Famema/HCFMM - Faculdade de Medicina de Marília (SP) — Prova 2021
O exame do líquido cefalorraquidiano de um escolar com suspeita diagnóstica de infecção das meninges mostrou o seguinte resultado: Aspecto: límpido, xantocrômico; Células: 300 células/mm3, com 80% de linfomononucleares; Glicose: 20 mg/dL; proteínas 1,15 g/L, reação de Pandy +++, cultura negativa, coloração por tinta da China negativa.Nesse caso clínico, o agente provável é
LCR límpido, xantocrômico, linfomononuclear, hipoglicorraquia e hiperproteinorraquia → Meningite Tuberculosa.
O perfil do LCR com predomínio linfomononuclear, hipoglicorraquia e hiperproteinorraquia, associado à xantocromia, é altamente sugestivo de meningite tuberculosa. A xantocromia indica sangramento prévio ou aumento de proteínas, e a hipoglicorraquia é característica de infecções bacterianas ou fúngicas, mas o padrão celular linfomononuclear direciona para tuberculose ou fúngica, sendo a tuberculose a mais provável com este perfil.
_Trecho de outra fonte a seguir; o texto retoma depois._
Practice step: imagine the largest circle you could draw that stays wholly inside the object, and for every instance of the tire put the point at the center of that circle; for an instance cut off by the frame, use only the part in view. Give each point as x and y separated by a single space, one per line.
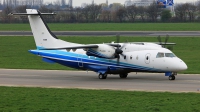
123 75
102 76
172 77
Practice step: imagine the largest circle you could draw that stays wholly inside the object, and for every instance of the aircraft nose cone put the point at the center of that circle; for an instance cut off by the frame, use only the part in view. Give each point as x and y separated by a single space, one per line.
183 66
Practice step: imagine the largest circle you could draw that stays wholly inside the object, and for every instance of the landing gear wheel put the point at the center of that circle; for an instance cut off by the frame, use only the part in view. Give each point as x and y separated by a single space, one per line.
172 77
102 76
123 75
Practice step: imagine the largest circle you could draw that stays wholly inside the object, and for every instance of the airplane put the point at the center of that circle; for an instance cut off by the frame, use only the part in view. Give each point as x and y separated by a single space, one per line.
107 58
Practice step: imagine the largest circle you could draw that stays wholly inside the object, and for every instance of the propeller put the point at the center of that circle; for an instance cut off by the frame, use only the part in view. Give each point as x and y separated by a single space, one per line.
165 43
118 50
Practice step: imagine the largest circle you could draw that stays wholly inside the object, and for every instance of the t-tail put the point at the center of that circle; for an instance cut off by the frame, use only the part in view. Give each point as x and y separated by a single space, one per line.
43 37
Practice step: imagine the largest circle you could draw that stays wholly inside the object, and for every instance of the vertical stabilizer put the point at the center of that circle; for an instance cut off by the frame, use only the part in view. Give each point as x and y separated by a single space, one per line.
44 38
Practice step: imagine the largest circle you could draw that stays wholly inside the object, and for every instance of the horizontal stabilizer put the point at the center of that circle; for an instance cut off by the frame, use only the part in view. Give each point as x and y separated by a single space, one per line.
73 47
166 43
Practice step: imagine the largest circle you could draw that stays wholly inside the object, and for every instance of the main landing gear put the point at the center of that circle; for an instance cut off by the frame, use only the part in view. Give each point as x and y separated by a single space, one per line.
172 76
123 75
102 76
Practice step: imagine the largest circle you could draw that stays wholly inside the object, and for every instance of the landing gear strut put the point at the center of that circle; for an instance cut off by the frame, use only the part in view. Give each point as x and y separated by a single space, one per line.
172 77
102 76
123 75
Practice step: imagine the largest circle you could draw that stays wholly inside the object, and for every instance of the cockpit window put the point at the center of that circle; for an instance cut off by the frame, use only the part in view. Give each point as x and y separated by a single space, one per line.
170 55
160 55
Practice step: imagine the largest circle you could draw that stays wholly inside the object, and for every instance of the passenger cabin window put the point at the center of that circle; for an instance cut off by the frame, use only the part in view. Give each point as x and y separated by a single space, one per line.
170 55
160 55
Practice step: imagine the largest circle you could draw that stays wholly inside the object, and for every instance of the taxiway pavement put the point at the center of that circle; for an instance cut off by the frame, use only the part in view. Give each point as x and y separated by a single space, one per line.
89 80
107 33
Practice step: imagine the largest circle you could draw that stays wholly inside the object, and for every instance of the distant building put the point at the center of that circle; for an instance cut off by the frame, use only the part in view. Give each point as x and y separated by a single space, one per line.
70 3
138 2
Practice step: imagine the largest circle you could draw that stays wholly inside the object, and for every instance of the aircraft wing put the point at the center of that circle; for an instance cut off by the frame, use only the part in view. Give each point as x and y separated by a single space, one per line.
73 47
162 43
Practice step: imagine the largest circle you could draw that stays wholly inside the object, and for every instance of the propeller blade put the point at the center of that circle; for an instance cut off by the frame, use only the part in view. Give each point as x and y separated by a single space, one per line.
159 39
167 38
118 37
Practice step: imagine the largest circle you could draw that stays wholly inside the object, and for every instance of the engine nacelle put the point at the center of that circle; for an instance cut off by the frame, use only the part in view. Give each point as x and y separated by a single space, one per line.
103 51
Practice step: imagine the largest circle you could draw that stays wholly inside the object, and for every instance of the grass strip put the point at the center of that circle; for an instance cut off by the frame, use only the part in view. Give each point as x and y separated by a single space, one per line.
108 27
17 99
15 55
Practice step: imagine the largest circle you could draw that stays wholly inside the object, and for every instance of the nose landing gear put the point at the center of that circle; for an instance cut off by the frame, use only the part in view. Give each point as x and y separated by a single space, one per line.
102 76
172 76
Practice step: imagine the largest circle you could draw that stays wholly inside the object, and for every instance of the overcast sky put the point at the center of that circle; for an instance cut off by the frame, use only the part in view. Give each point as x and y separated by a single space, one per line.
79 2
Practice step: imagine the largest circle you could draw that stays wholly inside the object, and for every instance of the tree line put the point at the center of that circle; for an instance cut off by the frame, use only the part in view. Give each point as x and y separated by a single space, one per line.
101 13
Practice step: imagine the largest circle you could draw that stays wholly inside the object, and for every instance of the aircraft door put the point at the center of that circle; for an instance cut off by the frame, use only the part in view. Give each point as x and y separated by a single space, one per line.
147 58
80 62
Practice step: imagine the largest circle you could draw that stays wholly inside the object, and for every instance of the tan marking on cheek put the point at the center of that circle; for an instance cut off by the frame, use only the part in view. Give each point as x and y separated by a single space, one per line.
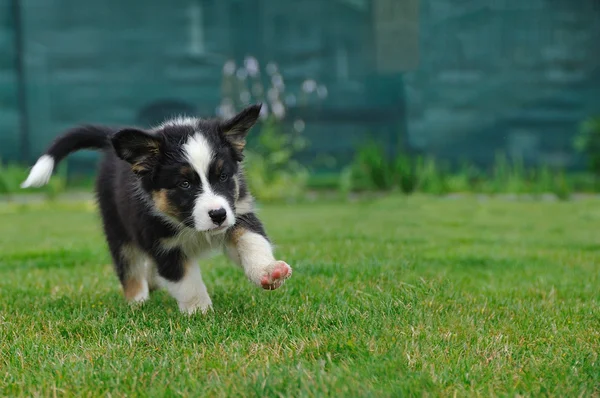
161 200
236 192
235 234
131 288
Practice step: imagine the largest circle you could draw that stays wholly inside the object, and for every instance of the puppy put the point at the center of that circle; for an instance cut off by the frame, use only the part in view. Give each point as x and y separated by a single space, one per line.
167 197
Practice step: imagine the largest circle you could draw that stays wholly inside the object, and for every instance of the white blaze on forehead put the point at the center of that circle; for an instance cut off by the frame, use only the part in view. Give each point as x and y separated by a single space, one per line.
199 154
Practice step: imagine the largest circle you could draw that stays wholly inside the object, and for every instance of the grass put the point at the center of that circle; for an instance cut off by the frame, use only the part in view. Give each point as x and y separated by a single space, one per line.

A meningite tuberculosa é uma forma grave de tuberculose extrapulmonar, com alta morbimortalidade, especialmente se o diagnóstico e tratamento forem tardios. É mais comum em crianças e imunocomprometidos, mas pode afetar qualquer faixa etária. A infecção ocorre por disseminação hematogênica do Mycobacterium tuberculosis para as meninges e parênquima cerebral, formando tubérculos que podem se romper e liberar bacilos no espaço subaracnoide. O diagnóstico da meningite tuberculosa é desafiador devido à apresentação insidiosa e à dificuldade de isolamento do bacilo. A análise do líquido cefalorraquidiano (LCR) é fundamental. O perfil clássico inclui pleocitose com predomínio linfomononuclear, hipoglicorraquia acentuada (glicose < 40 mg/dL ou < 40% da glicemia sérica) e hiperproteinorraquia (> 100 mg/dL). A xantocromia pode estar presente devido ao aumento de proteínas ou sangramento prévio. A cultura para M. tuberculosis é o padrão-ouro, mas pode levar semanas. Testes moleculares como PCR e dosagem de ADA no LCR auxiliam no diagnóstico rápido. O tratamento da meningite tuberculosa é prolongado, geralmente com esquema quádruplo de tuberculostáticos (isoniazida, rifampicina, pirazinamida e etambutol) por dois meses, seguido por fase de manutenção com dois fármacos por 7 a 10 meses. Corticosteroides (dexametasona) são indicados para reduzir a inflamação e as sequelas neurológicas, especialmente em casos graves. O prognóstico depende da precocidade do diagnóstico e início do tratamento, sendo as sequelas neurológicas comuns em casos avançados.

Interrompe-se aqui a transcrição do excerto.